La ricerca si è focalizzata sullo smart working e sulla sua declinazione “2.0”, ovvero quella che sarà vigente una volta terminata l’emergenza. Oltre ai dati bresciani, citati in apertura, tale fenomeno, secondo le indicazioni degli HR manager, riguarderà nei territori analizzati il 43,9% delle imprese (contro il 16,6% prima della pandemia) e il 13,4% dei lavoratori. La modalità più diffusa di smart working 2.0 fa riferimento ad accordi individuali, con regolamento o policy (52,2%). Per quanto riguarda i cambiamenti organizzativi legati all’introduzione dello smart working 2.0, emergono per ora politiche aziendali abbastanza conservative. Il 55,9% delle aziende, infatti, non prevede alcun cambiamento di tipo organizzativo a supporto.

LE STRATEGIE DI HR MANAGEMENT

Nell’attuale mercato del lavoro risulta evidente come la sola leva economica non sia più sufficiente per garantirsi i migliori collaboratori possibili e trattenerli. Vi sono altri strumenti strategici che le imprese possono e devono sfruttare per rimanere competitive ed evitare la perdita di talenti e conseguentemente di competitività. L’indagine ha raccolto informazioni sulle priorità delle aziende nella gestione delle risorse umane nel 2022 e sulle leve utilizzate per attrarre, motivare e trattenere i collaboratori. Nell’ambito dell’attraction, gli strumenti più efficaci sono quelli monetari e di welfare. Il pacchetto di compensation vincente include stipendi più elevati, elementi di welfare specifici e prospettive di carriera. Per quanto riguarda l’engagement, gli strumenti più efficaci sono quelli relativi al welfare. A tal fine, importante risulta anche l’ascolto e la comunicazione. Sul versante della retention, le opinioni degli HR manager intervistati hanno ribadito l’importanza di offrire una prospettiva di sviluppo della carriera. È importante rivedere il modello organizzativo, rendere chiara la valutazione delle performance e modellare percorsi di leadership.

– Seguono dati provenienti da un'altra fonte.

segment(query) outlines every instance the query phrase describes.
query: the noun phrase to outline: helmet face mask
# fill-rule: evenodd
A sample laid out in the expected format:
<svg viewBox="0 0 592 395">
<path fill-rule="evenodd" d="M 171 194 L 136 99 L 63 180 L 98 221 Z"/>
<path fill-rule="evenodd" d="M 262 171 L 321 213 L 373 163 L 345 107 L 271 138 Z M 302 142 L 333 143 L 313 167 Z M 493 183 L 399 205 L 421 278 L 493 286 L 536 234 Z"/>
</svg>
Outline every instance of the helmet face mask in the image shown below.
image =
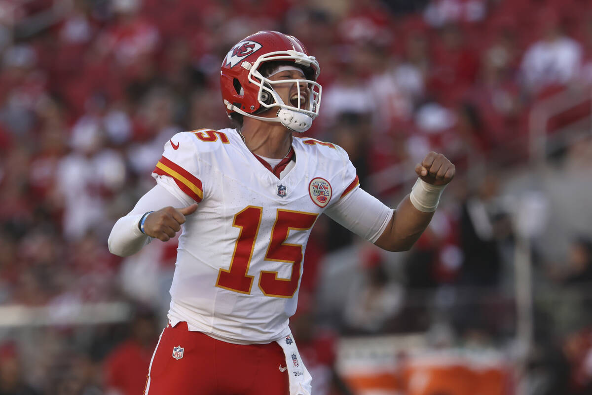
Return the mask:
<svg viewBox="0 0 592 395">
<path fill-rule="evenodd" d="M 302 69 L 302 79 L 274 81 L 260 69 L 268 62 L 291 65 Z M 242 40 L 228 53 L 222 63 L 220 85 L 229 116 L 237 113 L 267 121 L 281 122 L 295 131 L 305 131 L 318 115 L 321 88 L 315 80 L 318 63 L 308 54 L 297 38 L 276 31 L 260 31 Z M 311 78 L 311 79 L 308 79 Z M 274 86 L 295 84 L 297 102 L 285 103 Z M 306 92 L 303 92 L 306 89 Z M 306 102 L 301 102 L 305 98 Z M 278 107 L 275 118 L 256 114 Z"/>
</svg>

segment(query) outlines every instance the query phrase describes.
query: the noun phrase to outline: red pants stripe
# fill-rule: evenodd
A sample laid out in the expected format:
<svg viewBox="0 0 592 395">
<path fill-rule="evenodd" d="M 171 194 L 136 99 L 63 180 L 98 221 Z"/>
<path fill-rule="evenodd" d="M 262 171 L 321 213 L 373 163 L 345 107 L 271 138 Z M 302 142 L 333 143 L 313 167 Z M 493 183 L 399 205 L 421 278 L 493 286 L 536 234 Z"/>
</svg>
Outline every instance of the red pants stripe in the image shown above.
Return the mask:
<svg viewBox="0 0 592 395">
<path fill-rule="evenodd" d="M 181 347 L 183 349 L 173 349 Z M 191 332 L 181 322 L 165 328 L 150 363 L 144 395 L 288 395 L 281 347 L 240 345 Z"/>
</svg>

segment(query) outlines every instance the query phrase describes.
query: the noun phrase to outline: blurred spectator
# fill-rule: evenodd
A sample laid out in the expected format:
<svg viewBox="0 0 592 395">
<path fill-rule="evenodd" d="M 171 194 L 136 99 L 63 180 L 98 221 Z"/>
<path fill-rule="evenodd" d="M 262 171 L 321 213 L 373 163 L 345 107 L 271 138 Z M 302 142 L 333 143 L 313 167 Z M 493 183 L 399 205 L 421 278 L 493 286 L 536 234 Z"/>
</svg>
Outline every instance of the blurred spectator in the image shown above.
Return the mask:
<svg viewBox="0 0 592 395">
<path fill-rule="evenodd" d="M 538 18 L 542 38 L 526 50 L 521 66 L 526 86 L 535 93 L 571 82 L 582 62 L 581 45 L 563 32 L 555 10 L 540 11 Z"/>
<path fill-rule="evenodd" d="M 154 313 L 145 307 L 138 307 L 130 323 L 129 338 L 105 358 L 105 395 L 141 393 L 158 339 L 157 326 Z"/>
<path fill-rule="evenodd" d="M 23 371 L 14 343 L 0 345 L 0 395 L 37 395 L 38 392 L 24 383 Z"/>
<path fill-rule="evenodd" d="M 403 302 L 404 290 L 389 279 L 380 253 L 372 251 L 367 255 L 363 277 L 350 289 L 344 311 L 344 321 L 352 334 L 387 330 L 388 322 L 401 310 Z"/>
<path fill-rule="evenodd" d="M 459 220 L 463 262 L 460 281 L 466 285 L 495 287 L 502 265 L 494 222 L 500 207 L 497 201 L 499 180 L 493 175 L 477 185 L 463 202 Z"/>
<path fill-rule="evenodd" d="M 592 240 L 585 236 L 576 238 L 570 246 L 567 263 L 562 282 L 592 284 Z"/>
</svg>

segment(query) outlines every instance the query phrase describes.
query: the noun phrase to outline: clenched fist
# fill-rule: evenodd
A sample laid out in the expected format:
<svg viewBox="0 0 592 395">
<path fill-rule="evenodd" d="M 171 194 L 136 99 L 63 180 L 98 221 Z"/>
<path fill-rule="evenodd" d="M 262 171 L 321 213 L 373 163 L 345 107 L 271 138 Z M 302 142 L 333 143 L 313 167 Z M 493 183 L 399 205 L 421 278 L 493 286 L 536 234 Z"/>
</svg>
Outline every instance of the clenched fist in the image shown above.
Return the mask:
<svg viewBox="0 0 592 395">
<path fill-rule="evenodd" d="M 181 224 L 185 221 L 185 216 L 193 214 L 196 210 L 197 204 L 194 203 L 182 208 L 169 206 L 150 213 L 144 222 L 144 232 L 151 237 L 168 241 L 181 230 Z"/>
<path fill-rule="evenodd" d="M 445 185 L 454 178 L 456 169 L 446 156 L 432 151 L 415 166 L 415 172 L 428 184 Z"/>
</svg>

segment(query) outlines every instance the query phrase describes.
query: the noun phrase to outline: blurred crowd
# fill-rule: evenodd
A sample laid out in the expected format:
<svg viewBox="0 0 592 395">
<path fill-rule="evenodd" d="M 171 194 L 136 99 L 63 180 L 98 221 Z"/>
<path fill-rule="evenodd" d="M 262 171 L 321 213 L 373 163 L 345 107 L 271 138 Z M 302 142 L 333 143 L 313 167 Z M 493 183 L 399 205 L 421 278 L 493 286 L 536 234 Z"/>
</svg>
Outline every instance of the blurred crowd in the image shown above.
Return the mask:
<svg viewBox="0 0 592 395">
<path fill-rule="evenodd" d="M 387 267 L 390 256 L 358 248 L 359 281 L 333 329 L 433 330 L 426 322 L 433 311 L 404 303 L 428 290 L 436 296 L 427 302 L 446 312 L 447 327 L 464 341 L 511 336 L 516 240 L 529 235 L 517 230 L 503 198 L 504 178 L 529 159 L 536 103 L 592 84 L 592 2 L 0 0 L 0 304 L 141 306 L 127 324 L 52 327 L 34 341 L 2 329 L 0 394 L 139 393 L 132 389 L 139 384 L 122 377 L 123 361 L 147 367 L 166 319 L 176 246 L 153 243 L 122 259 L 108 252 L 107 236 L 154 185 L 150 173 L 173 134 L 228 127 L 220 65 L 234 44 L 261 30 L 293 34 L 317 57 L 321 111 L 307 135 L 343 146 L 363 188 L 396 201 L 429 150 L 459 170 L 428 231 L 397 258 L 404 261 L 397 273 Z M 589 115 L 590 102 L 584 107 L 550 124 L 559 129 Z M 590 168 L 591 147 L 589 139 L 564 147 L 556 178 Z M 589 204 L 590 175 L 575 174 Z M 544 216 L 553 207 L 550 188 L 545 198 L 531 194 L 525 210 Z M 576 221 L 578 214 L 590 217 L 576 213 Z M 564 245 L 532 247 L 540 282 L 592 284 L 592 232 L 578 230 Z M 306 339 L 303 355 L 324 377 L 319 393 L 332 386 L 346 393 L 334 380 L 335 335 L 310 333 L 311 317 L 323 265 L 359 244 L 329 221 L 314 232 L 294 325 Z M 473 298 L 462 292 L 476 287 L 483 290 L 478 304 L 449 307 L 451 298 Z M 555 384 L 533 384 L 531 393 L 590 393 L 592 320 L 578 315 L 588 301 L 570 310 L 575 318 L 565 319 L 574 323 L 561 328 L 554 347 L 532 357 L 532 371 L 546 369 L 540 380 Z M 557 305 L 543 304 L 535 321 L 546 331 L 536 336 L 549 340 Z M 24 363 L 31 374 L 22 374 Z M 564 370 L 553 375 L 549 366 Z"/>
</svg>

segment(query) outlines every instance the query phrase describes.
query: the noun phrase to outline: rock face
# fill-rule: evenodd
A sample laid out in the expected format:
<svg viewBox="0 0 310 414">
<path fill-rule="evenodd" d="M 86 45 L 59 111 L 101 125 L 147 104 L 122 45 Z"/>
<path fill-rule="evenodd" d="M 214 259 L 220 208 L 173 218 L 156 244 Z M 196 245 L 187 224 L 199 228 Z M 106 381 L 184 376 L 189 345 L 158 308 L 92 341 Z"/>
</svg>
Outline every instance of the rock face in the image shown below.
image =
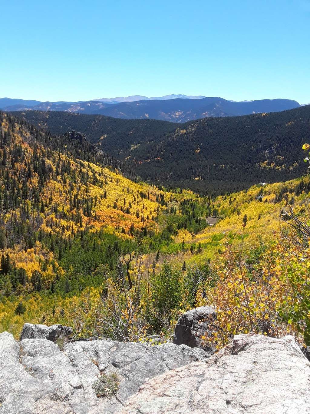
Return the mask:
<svg viewBox="0 0 310 414">
<path fill-rule="evenodd" d="M 310 412 L 310 363 L 292 336 L 235 335 L 205 362 L 146 382 L 122 414 Z"/>
<path fill-rule="evenodd" d="M 98 397 L 94 383 L 111 371 L 116 394 Z M 61 351 L 46 338 L 19 342 L 0 334 L 1 414 L 246 412 L 310 412 L 310 362 L 293 337 L 236 335 L 210 356 L 184 345 L 106 339 Z"/>
<path fill-rule="evenodd" d="M 25 323 L 20 335 L 23 339 L 47 339 L 55 342 L 58 338 L 67 337 L 72 335 L 72 328 L 62 325 L 33 325 Z"/>
<path fill-rule="evenodd" d="M 213 306 L 200 306 L 186 312 L 179 318 L 174 330 L 173 343 L 184 344 L 191 348 L 201 348 L 213 354 L 215 351 L 213 346 L 204 345 L 200 336 L 205 332 L 209 332 L 209 325 L 216 319 L 216 314 Z"/>
<path fill-rule="evenodd" d="M 32 326 L 24 327 L 22 337 L 28 332 L 41 337 L 17 342 L 10 334 L 0 334 L 1 413 L 119 413 L 147 380 L 210 356 L 184 345 L 105 339 L 68 343 L 62 351 L 46 339 L 44 325 Z M 111 371 L 120 377 L 118 390 L 110 399 L 98 398 L 93 385 L 102 373 Z"/>
</svg>

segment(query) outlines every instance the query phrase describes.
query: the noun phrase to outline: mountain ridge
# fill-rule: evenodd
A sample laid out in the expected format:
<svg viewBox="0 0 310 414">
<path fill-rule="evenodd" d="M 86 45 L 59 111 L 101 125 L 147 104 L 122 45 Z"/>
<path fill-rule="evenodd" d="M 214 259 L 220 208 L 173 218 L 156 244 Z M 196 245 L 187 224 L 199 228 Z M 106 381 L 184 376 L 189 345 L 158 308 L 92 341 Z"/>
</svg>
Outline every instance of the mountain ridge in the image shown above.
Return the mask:
<svg viewBox="0 0 310 414">
<path fill-rule="evenodd" d="M 212 195 L 301 175 L 300 149 L 310 128 L 309 106 L 267 114 L 205 118 L 181 126 L 67 112 L 16 115 L 53 134 L 82 132 L 144 181 Z"/>
<path fill-rule="evenodd" d="M 170 97 L 172 96 L 166 96 Z M 140 95 L 137 96 L 143 97 Z M 258 113 L 279 112 L 301 106 L 297 101 L 291 99 L 261 99 L 237 102 L 218 96 L 198 99 L 191 97 L 164 99 L 151 98 L 118 102 L 103 101 L 102 100 L 77 102 L 47 101 L 38 104 L 31 101 L 28 105 L 21 104 L 17 101 L 18 100 L 15 100 L 14 104 L 5 106 L 7 100 L 7 98 L 0 99 L 0 108 L 2 110 L 62 111 L 102 115 L 125 119 L 152 119 L 177 123 L 208 117 L 236 116 Z M 25 102 L 29 104 L 29 101 Z"/>
</svg>

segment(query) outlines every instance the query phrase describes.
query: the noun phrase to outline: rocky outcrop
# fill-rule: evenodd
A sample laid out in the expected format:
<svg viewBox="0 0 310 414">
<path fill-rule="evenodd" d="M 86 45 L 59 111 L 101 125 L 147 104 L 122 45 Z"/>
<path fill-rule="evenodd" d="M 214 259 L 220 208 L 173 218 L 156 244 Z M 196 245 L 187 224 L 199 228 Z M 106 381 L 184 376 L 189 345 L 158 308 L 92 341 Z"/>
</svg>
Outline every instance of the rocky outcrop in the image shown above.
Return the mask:
<svg viewBox="0 0 310 414">
<path fill-rule="evenodd" d="M 0 334 L 0 413 L 310 412 L 310 363 L 292 336 L 236 335 L 221 351 L 106 339 L 65 344 Z M 116 394 L 98 397 L 103 373 Z M 102 378 L 102 377 L 101 377 Z"/>
<path fill-rule="evenodd" d="M 72 328 L 62 325 L 34 325 L 25 323 L 20 335 L 20 340 L 23 339 L 47 339 L 53 342 L 59 338 L 68 338 L 72 335 Z"/>
<path fill-rule="evenodd" d="M 210 326 L 216 319 L 213 306 L 200 306 L 188 310 L 179 318 L 174 330 L 173 343 L 198 347 L 213 354 L 215 348 L 212 344 L 205 344 L 200 337 L 207 333 L 212 335 Z"/>
<path fill-rule="evenodd" d="M 0 413 L 119 413 L 148 379 L 209 356 L 172 344 L 151 347 L 105 339 L 69 342 L 62 351 L 46 338 L 17 342 L 2 332 Z M 110 399 L 98 398 L 93 385 L 102 373 L 111 371 L 119 377 L 119 389 Z"/>
<path fill-rule="evenodd" d="M 310 363 L 292 336 L 235 335 L 210 358 L 146 382 L 122 414 L 306 414 Z"/>
</svg>

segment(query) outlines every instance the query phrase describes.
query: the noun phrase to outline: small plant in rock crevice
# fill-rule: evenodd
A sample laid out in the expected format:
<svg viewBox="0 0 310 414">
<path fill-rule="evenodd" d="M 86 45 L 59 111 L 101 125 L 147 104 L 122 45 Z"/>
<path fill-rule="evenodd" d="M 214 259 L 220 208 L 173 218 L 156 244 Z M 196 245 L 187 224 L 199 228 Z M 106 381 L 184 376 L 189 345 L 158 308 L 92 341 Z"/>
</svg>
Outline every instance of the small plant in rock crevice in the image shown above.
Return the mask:
<svg viewBox="0 0 310 414">
<path fill-rule="evenodd" d="M 60 351 L 63 351 L 66 344 L 67 344 L 69 342 L 69 338 L 67 336 L 62 336 L 55 339 L 55 343 Z"/>
<path fill-rule="evenodd" d="M 118 390 L 120 378 L 116 372 L 103 373 L 93 385 L 93 388 L 98 397 L 111 398 Z"/>
</svg>

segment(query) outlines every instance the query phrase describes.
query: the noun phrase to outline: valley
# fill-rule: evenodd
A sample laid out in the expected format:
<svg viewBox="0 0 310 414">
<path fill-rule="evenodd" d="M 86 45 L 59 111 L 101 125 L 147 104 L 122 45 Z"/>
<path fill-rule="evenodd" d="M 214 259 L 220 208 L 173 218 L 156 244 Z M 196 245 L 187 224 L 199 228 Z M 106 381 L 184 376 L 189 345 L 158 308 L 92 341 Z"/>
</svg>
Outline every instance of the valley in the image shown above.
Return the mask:
<svg viewBox="0 0 310 414">
<path fill-rule="evenodd" d="M 1 330 L 18 337 L 26 321 L 58 323 L 78 337 L 156 334 L 165 342 L 180 313 L 211 304 L 219 347 L 236 332 L 259 332 L 262 319 L 271 335 L 289 330 L 308 342 L 310 262 L 298 241 L 308 217 L 306 174 L 217 196 L 168 190 L 138 181 L 81 132 L 53 135 L 24 117 L 1 117 Z M 119 318 L 124 331 L 113 328 Z"/>
</svg>

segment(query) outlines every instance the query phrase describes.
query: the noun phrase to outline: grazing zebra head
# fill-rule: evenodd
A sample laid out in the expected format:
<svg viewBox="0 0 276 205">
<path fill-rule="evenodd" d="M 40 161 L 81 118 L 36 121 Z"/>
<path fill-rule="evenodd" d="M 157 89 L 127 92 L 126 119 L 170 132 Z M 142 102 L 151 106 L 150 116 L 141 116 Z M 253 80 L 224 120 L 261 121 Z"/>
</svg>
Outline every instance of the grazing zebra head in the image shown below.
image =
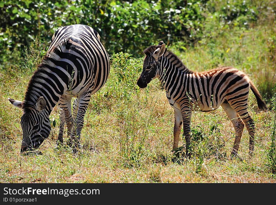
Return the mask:
<svg viewBox="0 0 276 205">
<path fill-rule="evenodd" d="M 20 122 L 23 131 L 21 152 L 38 148 L 49 136 L 51 130 L 49 116 L 45 112 L 46 106 L 45 99 L 40 97 L 32 106 L 31 103 L 8 99 L 13 105 L 23 110 Z"/>
<path fill-rule="evenodd" d="M 151 46 L 144 51 L 146 56 L 143 71 L 137 81 L 137 85 L 141 88 L 146 88 L 152 80 L 162 75 L 159 59 L 164 54 L 166 47 L 163 42 L 160 41 L 157 46 Z"/>
</svg>

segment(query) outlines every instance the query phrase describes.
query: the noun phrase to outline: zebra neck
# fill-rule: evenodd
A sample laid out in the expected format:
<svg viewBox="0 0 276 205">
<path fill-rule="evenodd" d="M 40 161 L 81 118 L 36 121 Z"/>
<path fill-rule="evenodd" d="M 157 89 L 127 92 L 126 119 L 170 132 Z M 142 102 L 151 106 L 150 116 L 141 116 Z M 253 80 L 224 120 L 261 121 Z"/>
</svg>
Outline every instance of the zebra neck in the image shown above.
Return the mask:
<svg viewBox="0 0 276 205">
<path fill-rule="evenodd" d="M 161 75 L 159 80 L 164 88 L 169 92 L 177 81 L 183 80 L 184 75 L 193 72 L 187 68 L 172 53 L 166 53 L 160 63 Z"/>
<path fill-rule="evenodd" d="M 51 75 L 52 73 L 47 72 L 47 68 L 40 65 L 29 81 L 24 101 L 24 108 L 34 108 L 38 98 L 43 96 L 46 102 L 45 113 L 50 115 L 64 90 L 61 81 L 56 78 L 55 80 Z"/>
</svg>

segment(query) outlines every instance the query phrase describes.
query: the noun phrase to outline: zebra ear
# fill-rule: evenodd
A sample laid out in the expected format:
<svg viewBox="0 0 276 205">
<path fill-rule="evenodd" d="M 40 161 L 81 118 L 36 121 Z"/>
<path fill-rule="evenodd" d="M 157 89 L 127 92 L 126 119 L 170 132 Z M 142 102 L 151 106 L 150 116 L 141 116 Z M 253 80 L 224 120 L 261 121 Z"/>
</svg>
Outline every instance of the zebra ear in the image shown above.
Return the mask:
<svg viewBox="0 0 276 205">
<path fill-rule="evenodd" d="M 23 102 L 19 100 L 14 100 L 10 98 L 8 98 L 8 99 L 11 102 L 11 103 L 16 107 L 19 108 L 20 109 L 22 109 Z"/>
<path fill-rule="evenodd" d="M 34 107 L 35 109 L 39 112 L 41 112 L 46 107 L 46 101 L 43 96 L 40 97 L 36 101 Z"/>
<path fill-rule="evenodd" d="M 152 54 L 152 56 L 155 58 L 155 60 L 157 60 L 158 58 L 163 55 L 164 52 L 165 52 L 166 48 L 166 45 L 165 43 L 163 43 L 161 45 L 161 47 L 158 48 L 155 50 L 153 52 L 153 54 Z"/>
<path fill-rule="evenodd" d="M 158 46 L 161 46 L 162 45 L 163 43 L 164 43 L 164 42 L 163 42 L 163 41 L 161 41 L 158 43 Z"/>
</svg>

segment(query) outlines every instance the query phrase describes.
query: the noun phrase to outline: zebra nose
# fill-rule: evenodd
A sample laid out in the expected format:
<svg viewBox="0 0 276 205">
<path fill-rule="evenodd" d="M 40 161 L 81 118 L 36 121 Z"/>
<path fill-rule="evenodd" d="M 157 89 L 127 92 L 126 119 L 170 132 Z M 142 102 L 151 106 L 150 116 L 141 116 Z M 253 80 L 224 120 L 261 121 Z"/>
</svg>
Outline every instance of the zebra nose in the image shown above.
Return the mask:
<svg viewBox="0 0 276 205">
<path fill-rule="evenodd" d="M 140 88 L 145 88 L 147 87 L 147 85 L 146 83 L 141 80 L 141 78 L 139 78 L 137 81 L 137 85 L 139 86 Z"/>
</svg>

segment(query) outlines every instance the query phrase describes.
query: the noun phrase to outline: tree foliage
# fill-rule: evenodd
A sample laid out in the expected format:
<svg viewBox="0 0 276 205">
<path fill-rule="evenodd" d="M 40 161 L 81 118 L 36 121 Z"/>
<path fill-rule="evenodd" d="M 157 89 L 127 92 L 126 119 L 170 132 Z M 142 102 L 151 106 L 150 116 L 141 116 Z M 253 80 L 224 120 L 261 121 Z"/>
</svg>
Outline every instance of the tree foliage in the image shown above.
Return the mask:
<svg viewBox="0 0 276 205">
<path fill-rule="evenodd" d="M 5 0 L 0 2 L 0 64 L 15 62 L 35 39 L 45 50 L 58 28 L 71 24 L 93 28 L 110 53 L 138 56 L 160 40 L 192 44 L 203 36 L 208 15 L 218 12 L 218 20 L 227 24 L 256 20 L 250 1 L 224 1 Z"/>
</svg>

INDICATORI DI FEEDBACK ORGANIZZATIVO

La pubblicazione si è focalizzata sul turnover e sui tassi di assenza rilevati in provincia di Brescia. Per quanto riguarda il tasso di turnover – indicatore che misura l’intensità con cui avviene il processo di sostituzione della forza lavoro all’interno di un’azienda nel corso dell’anno –, esso si è attestato nei territori considerati, nel 2021, al 23,9%, in crescita di 5,6 punti percentuali rispetto al 18,3% rilevato nel 2020. Il flusso di uscita dovuto alle dimissioni dei lavoratori (turnover volontario) è stato pari al 5,1%, con punte dell’8,6% tra le realtà di piccole dimensioni.  Nel 2021 ogni lavoratore bresciano si è invece assentato mediamente per 131 ore, un numero che sottende una certa eterogeneità per genere e inquadramento del lavoratore. La segmentazione per causale delle ore di assenza per l’addetto medio evidenzia la netta predominanza delle malattie non professionali (ben 70 ore delle 131 complessive). Il tasso di assenza rilevato in provincia è pari al 7,8%, inteso come rapporto fra le ore perdute e le ore lavorabili. Tale valore tende a crescere al diminuire della qualifica (è pari al 2,1% per i quadri, al 5,2% per gli impiegati e al 10,1% per gli operai). Il tasso di assenza è inoltre funzione del genere dell’addetto: nelle femmine, per le quali si registrano più ore perdute, si attesta al 9,0%, a fronte del 7,5% che caratterizza l’occupazione maschile; le donne operaie esprimono il più alto valore di tale indice, pari al 14,2% delle ore lavorabili, mentre i quadri maschi quello più basso (2,1%).